`Who would have thought of that!': A Hierarchical Topic Model for Extraction of Sarcasm-prevalent Topics and Sarcasm Detection

Research paper by Aditya Joshi, Prayas Jain, Pushpak Bhattacharyya, Mark Carman

Indexed on: 14 Nov '16Published on: 14 Nov '16Published in: arXiv - Computer Science - Computation and Language


Topic Models have been reported to be beneficial for aspect-based sentiment analysis. This paper reports a simple topic model for sarcasm detection, a first, to the best of our knowledge. Designed on the basis of the intuition that sarcastic tweets are likely to have a mixture of words of both sentiments as against tweets with literal sentiment (either positive or negative), our hierarchical topic model discovers sarcasm-prevalent topics and topic-level sentiment.
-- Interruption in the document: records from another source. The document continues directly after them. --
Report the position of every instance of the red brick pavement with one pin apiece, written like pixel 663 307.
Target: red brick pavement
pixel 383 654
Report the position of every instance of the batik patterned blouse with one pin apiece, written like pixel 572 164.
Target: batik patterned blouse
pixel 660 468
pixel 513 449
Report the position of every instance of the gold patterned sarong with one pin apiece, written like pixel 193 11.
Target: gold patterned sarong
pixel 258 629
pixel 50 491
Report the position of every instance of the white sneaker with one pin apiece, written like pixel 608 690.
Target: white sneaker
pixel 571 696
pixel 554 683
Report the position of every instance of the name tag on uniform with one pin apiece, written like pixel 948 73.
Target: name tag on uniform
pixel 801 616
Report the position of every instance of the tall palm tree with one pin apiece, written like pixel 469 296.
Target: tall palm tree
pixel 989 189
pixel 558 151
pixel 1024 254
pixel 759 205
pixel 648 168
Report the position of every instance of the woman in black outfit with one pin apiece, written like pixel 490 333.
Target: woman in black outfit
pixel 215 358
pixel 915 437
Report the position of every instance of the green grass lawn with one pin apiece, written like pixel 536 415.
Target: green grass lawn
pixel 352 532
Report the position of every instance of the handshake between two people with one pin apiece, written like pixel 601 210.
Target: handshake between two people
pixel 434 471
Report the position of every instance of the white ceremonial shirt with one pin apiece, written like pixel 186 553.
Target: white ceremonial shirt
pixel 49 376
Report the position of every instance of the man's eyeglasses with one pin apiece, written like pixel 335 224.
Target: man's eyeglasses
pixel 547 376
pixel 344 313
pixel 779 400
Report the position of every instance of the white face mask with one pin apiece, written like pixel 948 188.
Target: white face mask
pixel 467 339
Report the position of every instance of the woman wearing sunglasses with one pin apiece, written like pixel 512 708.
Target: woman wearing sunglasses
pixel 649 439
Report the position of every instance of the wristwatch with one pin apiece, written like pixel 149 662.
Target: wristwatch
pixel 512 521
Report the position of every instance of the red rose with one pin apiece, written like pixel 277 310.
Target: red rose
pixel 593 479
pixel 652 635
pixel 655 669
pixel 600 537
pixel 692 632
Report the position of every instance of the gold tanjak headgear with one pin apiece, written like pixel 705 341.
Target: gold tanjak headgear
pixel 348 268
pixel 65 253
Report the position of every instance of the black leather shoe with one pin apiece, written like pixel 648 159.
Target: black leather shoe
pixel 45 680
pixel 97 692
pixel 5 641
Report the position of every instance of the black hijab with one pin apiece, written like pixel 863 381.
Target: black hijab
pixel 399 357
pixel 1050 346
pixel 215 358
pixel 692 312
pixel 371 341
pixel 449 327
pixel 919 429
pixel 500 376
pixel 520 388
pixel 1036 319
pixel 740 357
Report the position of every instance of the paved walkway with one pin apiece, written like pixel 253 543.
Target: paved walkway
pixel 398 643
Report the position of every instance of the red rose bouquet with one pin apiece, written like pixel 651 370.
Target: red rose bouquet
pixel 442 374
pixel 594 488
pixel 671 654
Using a dataset of tweets labeled using hashtags, the model estimates topic-level, and sentiment-level distributions. Our evaluation shows that topics such as `work', `gun laws', `weather' are sarcasm-prevalent topics. Our model is also able to discover the mixture of sentiment-bearing words that exist in a text of a given sentiment-related label. Finally, we apply our model to predict sarcasm in tweets. We outperform two prior work based on statistical classifiers with specific features, by around 25\%.